I must confess my husband and I had many discussions about what could and could not go on the blog, particularly when it came to our adoption journey. What if our case worker read it and learned the only reason our base boards were dusted was because she was coming over? Or that my heart still ached when friends told me they were pregnant? Or that I was constantly repenting of raising my voice at Henry for peeing on the couch? Eventually, and not always perfectly, I learned to ask “Am I writing this because I want to talk about myself or because I think God might be glorified in this?” And because God’s strength is most readily seen in human weakness, I included everything from my fears about what an open adoption might mean, to how dorky I was at the training seminar. (Seriously, folks, I could have only been less cool had I shown up with apples for all of the case workers.) I even included my heart-ache when the birthmother of our first placement reinstated her parental rights on day 8.

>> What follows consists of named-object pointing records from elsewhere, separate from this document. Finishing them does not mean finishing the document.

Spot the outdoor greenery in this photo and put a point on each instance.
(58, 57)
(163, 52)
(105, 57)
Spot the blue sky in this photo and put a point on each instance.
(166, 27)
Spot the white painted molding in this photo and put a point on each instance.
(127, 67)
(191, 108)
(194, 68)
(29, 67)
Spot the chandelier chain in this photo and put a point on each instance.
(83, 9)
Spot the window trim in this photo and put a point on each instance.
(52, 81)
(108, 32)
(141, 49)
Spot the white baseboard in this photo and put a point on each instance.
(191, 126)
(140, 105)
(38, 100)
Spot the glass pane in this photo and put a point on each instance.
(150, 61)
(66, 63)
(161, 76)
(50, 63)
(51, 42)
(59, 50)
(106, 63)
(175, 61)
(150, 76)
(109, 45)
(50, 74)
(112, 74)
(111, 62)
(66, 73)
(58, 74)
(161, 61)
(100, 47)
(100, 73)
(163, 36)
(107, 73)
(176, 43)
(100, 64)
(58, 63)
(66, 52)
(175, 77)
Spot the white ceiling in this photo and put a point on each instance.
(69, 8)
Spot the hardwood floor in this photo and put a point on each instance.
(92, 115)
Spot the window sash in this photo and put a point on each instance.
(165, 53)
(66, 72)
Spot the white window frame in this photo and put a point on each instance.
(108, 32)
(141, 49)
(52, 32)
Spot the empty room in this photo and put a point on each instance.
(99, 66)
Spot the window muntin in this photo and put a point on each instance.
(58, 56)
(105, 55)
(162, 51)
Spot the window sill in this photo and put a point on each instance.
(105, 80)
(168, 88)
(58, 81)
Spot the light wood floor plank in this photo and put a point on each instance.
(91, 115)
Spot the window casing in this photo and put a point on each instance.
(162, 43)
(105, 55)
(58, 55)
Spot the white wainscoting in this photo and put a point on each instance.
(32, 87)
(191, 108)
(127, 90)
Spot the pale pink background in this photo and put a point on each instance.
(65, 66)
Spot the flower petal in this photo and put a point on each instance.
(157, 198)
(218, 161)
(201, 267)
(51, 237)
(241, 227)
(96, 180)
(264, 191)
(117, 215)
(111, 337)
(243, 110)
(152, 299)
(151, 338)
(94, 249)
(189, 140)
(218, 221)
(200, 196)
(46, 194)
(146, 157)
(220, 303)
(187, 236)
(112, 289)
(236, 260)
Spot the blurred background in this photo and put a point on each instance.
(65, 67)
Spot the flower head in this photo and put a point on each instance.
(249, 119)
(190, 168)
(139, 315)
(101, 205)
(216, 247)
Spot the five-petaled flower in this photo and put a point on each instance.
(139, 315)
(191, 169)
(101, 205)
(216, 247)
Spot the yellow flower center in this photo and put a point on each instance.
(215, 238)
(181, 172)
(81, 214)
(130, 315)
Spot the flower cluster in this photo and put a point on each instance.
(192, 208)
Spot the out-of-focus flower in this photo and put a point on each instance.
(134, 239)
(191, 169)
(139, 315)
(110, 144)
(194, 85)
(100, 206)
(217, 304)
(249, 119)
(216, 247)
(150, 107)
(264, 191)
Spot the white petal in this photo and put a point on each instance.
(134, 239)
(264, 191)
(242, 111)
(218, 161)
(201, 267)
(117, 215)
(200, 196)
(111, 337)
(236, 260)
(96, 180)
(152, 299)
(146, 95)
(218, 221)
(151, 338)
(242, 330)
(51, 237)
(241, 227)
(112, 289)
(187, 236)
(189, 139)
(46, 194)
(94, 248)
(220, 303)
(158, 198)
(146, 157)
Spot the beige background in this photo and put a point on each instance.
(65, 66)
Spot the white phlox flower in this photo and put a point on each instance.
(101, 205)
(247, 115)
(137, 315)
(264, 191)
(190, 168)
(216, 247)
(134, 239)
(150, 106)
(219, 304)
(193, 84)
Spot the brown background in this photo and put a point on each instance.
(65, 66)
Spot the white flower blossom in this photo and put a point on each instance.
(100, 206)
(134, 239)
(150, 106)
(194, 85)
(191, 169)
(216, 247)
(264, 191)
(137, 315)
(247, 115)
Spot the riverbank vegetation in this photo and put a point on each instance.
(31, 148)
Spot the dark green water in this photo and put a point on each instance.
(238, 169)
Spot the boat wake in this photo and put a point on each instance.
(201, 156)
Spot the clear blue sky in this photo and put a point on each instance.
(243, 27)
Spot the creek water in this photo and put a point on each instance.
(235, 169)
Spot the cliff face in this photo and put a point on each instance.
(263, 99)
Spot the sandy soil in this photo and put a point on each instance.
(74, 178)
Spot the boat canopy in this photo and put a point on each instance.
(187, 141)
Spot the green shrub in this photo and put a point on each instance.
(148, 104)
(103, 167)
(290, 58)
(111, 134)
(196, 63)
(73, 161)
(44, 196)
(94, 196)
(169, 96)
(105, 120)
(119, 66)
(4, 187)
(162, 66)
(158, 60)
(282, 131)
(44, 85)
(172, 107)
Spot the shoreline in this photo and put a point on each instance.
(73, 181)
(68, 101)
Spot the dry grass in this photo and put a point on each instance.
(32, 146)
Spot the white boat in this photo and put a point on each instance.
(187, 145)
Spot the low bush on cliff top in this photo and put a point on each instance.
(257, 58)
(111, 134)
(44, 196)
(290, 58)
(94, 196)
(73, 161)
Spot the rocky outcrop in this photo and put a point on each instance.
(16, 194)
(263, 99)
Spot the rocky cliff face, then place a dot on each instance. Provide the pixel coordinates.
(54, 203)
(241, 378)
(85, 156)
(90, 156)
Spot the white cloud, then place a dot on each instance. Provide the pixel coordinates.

And in as much as my blog began to be a place where I could preach the Gospel to myself, it began touching others as well. I’ve gotten emails from women struggling with infertility, who are thinking about adoption, or who have adopted and just wanted to connect with another Mom whose kids had different skin color. I’ve been asked everything from housecleaning tips for home studies (HA!), to what is it like raising a white son and a brown daughter, to what is it REALLY like helping a child wean themselves off narcotics.

Through my blog, I’ve met some incredible people. Sometimes I only know them in cyber-space, commenting on one another’s blogs or sending each other Facebook messages as they live in Texas, or Georgia, or Canada. I’ve educated friends of friends about the adoption process. I’ve been in contact with adoptees who have shared with me their stories of how they learned about their adoption. I’ve had the opportunity to tell women who have never stepped foot in a church about how God pursued me and knit my family together. I’ve even been stopped in a grocery store by a stranger because she recognized me from my blog and wanted to let me know that because of my blog, she and her husband felt free to pursue a transracial adoption (SOOOOO wished I’d bathed that day).

Each time I connect with someone, I am humbled. I know how minor of a player I am in all of this-- just an extra in God’s ridiculous love affair with humanity. My blog is called “Elizabethtown: Where I’m Homecoming Queen and Always Write”. However, I like to think that if you look closely, what you’ll really read is the story of how God loves me so well.